In February 2016, West Virginia law makers decided that drug testing welfare applicants was a good idea. It passed in the legislature and was later approved by Governor Earl Ray Tomblin. Despite the constitutional questions that arise from the decision, it has become the law of the land. In a surprising counter to the law, a West Virginian state representative has introduced new legislation that would require lawmakers to be drug tested prior to the voting session.
House Delegate Shawn Fluharty sees the double standard enacted by the government of West Virginia. “I think the public expects us to adhere to the rules that we try to legislate. We have 134 people down here and we should be on their dime living within the standards that we implement. There’s no reason we shouldn’t do it.” Any resistance to the bill should be an obvious tell that someone in the West Virginia House of Representatives doesn’t feel they are confined by the same laws as the rest of us.
The question of drug testing welfare applicants was seemingly settled over 14 years ago in a Michigan court room. In 2003, a law requiring drug testing was shut down as unconstitutional. It has also been challenged in places like Florida and Wisconsin, where judges have repeatedly found in favor of plaintiffs who challenged the program. States continue, however, to challenge established case law and try again. Even Michigan gave the program a second chance by implementing a one year pilot program. After a year, they found no one had failed a single test.
Besides the constitutional issues, drug testing welfare recipients or applicants simply doesn’t work. “According to state data gathered by Think Progress, the seven states with existing programs — Arizona, Kansas, Mississippi, Missouri, Oklahoma, Tennessee, and Utah — are spending hundreds of thousands of dollars to ferret out very few drug users. The statistics show that applicants actually test positive at a lower rate than the drug use of the general population,” a report from Think Progress stated.

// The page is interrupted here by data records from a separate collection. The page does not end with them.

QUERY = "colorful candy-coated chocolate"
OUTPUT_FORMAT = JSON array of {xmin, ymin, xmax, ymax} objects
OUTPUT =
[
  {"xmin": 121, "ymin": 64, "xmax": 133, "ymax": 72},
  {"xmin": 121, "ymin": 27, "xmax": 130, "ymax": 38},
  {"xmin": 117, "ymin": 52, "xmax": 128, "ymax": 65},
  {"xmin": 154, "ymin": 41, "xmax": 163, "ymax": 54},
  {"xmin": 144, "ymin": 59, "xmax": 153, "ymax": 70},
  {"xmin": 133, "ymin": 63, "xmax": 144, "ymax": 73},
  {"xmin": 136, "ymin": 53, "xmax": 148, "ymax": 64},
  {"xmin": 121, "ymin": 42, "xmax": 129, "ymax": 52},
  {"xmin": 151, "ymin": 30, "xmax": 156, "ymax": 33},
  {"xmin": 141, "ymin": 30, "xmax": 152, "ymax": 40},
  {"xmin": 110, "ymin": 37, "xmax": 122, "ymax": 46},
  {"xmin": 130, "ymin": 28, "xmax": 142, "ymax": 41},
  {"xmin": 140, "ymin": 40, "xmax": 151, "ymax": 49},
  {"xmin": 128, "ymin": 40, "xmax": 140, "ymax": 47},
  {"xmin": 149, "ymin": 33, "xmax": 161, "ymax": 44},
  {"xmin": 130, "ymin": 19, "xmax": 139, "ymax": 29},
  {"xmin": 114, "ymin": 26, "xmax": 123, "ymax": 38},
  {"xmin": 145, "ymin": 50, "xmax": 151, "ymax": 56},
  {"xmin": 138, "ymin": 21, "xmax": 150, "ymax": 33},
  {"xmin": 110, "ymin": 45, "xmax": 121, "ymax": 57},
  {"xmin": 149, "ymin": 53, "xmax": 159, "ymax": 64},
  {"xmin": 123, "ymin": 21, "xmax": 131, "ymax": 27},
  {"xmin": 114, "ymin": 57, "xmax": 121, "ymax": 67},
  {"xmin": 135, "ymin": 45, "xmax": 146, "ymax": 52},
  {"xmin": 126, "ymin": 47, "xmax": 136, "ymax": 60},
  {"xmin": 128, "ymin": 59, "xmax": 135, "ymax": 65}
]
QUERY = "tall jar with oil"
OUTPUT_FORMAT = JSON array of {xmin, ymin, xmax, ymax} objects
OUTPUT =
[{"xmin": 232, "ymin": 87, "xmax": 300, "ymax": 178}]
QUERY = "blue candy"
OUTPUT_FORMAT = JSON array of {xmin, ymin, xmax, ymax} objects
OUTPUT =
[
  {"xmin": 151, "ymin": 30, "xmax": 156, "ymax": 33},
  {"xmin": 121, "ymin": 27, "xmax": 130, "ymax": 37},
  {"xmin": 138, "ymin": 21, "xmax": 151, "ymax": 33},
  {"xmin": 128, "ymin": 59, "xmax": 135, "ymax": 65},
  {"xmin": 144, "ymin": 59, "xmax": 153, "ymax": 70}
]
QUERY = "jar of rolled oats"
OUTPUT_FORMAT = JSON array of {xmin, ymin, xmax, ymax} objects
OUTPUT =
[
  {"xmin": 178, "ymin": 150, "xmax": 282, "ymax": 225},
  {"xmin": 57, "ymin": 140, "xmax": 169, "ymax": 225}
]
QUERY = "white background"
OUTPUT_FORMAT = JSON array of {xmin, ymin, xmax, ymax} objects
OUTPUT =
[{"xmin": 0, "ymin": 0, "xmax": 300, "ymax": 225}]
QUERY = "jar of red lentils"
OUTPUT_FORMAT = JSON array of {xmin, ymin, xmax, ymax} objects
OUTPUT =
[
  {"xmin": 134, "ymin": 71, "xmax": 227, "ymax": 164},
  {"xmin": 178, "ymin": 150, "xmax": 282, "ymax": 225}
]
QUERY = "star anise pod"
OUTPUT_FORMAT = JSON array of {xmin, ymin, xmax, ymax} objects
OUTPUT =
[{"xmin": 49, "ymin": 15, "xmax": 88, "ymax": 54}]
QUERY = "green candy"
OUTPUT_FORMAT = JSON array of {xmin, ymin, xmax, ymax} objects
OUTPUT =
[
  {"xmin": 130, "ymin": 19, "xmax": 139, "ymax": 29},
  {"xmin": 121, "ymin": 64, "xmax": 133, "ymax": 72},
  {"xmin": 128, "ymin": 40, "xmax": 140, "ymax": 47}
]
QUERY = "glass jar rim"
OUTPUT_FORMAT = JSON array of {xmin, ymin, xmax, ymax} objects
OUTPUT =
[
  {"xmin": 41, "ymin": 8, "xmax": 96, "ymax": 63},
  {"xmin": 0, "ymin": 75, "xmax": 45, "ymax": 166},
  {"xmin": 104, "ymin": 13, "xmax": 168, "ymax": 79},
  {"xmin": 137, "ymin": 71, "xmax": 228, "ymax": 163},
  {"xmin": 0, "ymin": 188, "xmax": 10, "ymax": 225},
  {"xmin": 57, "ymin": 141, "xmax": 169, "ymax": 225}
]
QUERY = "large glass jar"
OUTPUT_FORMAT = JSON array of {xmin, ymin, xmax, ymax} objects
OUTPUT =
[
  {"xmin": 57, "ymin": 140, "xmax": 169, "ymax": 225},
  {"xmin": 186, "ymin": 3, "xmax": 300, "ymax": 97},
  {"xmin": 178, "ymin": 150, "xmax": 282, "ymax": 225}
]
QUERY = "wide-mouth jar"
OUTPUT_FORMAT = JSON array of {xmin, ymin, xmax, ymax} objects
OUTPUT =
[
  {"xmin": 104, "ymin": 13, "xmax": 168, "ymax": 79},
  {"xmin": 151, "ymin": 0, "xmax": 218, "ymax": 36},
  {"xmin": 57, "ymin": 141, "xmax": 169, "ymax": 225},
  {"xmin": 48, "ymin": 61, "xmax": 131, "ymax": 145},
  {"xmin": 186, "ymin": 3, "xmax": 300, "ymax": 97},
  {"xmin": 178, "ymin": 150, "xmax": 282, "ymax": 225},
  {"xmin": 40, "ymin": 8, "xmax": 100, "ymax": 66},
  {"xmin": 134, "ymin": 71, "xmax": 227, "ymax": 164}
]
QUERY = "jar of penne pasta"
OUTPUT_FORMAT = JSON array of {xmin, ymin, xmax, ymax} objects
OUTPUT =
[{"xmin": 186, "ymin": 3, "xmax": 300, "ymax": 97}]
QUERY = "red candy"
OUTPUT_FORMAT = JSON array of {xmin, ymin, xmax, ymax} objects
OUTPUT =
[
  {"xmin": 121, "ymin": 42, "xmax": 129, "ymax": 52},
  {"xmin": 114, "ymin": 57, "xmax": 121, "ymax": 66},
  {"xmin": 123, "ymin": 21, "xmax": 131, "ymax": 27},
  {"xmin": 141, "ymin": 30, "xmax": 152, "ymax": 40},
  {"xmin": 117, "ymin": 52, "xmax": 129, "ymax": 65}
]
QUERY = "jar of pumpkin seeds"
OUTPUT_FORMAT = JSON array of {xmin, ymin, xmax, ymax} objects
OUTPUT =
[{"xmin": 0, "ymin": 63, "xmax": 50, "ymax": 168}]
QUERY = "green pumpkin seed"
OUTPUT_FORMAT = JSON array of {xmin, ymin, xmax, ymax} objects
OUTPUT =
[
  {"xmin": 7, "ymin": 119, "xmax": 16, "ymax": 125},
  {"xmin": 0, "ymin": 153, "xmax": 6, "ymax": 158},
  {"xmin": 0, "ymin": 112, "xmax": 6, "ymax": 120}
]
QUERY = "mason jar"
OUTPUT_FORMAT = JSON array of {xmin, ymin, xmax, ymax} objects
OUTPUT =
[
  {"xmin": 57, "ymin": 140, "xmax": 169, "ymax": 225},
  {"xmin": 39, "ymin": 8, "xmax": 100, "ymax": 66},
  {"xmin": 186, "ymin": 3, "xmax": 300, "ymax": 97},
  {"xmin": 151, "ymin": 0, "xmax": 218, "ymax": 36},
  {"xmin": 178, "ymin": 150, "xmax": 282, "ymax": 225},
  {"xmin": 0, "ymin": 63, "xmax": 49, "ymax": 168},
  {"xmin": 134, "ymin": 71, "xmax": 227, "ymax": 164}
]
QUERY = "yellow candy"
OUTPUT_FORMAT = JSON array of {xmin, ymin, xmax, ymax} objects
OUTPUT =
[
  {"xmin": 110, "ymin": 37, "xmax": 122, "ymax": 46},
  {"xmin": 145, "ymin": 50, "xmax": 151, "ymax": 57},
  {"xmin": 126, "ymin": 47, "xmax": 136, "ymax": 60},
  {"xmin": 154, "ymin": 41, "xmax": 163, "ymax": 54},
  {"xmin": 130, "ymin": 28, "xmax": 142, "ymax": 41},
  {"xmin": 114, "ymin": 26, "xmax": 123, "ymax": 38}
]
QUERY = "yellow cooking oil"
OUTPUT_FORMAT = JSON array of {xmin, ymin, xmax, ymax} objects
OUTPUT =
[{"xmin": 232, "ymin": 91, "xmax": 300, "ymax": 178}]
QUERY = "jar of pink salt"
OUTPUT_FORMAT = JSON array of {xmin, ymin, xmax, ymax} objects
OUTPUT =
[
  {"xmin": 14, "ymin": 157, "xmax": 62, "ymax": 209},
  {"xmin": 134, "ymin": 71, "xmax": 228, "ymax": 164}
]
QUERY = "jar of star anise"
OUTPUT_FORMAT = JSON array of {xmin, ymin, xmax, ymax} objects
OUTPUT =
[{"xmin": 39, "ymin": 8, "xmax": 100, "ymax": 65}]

The ACLU has been leading the fight against the practice and have brought cases in 13 states. According to the ACLU, forcing someone to take a drug test before receiving benefits violates their right to unlawful search and seizure. This is the argument which will most likely be put forth by the West Virginia law makers when the time comes for them to take their test. As currently written, any lawmaker who fails a drug test would be unable to vote in that session and would lose their pay.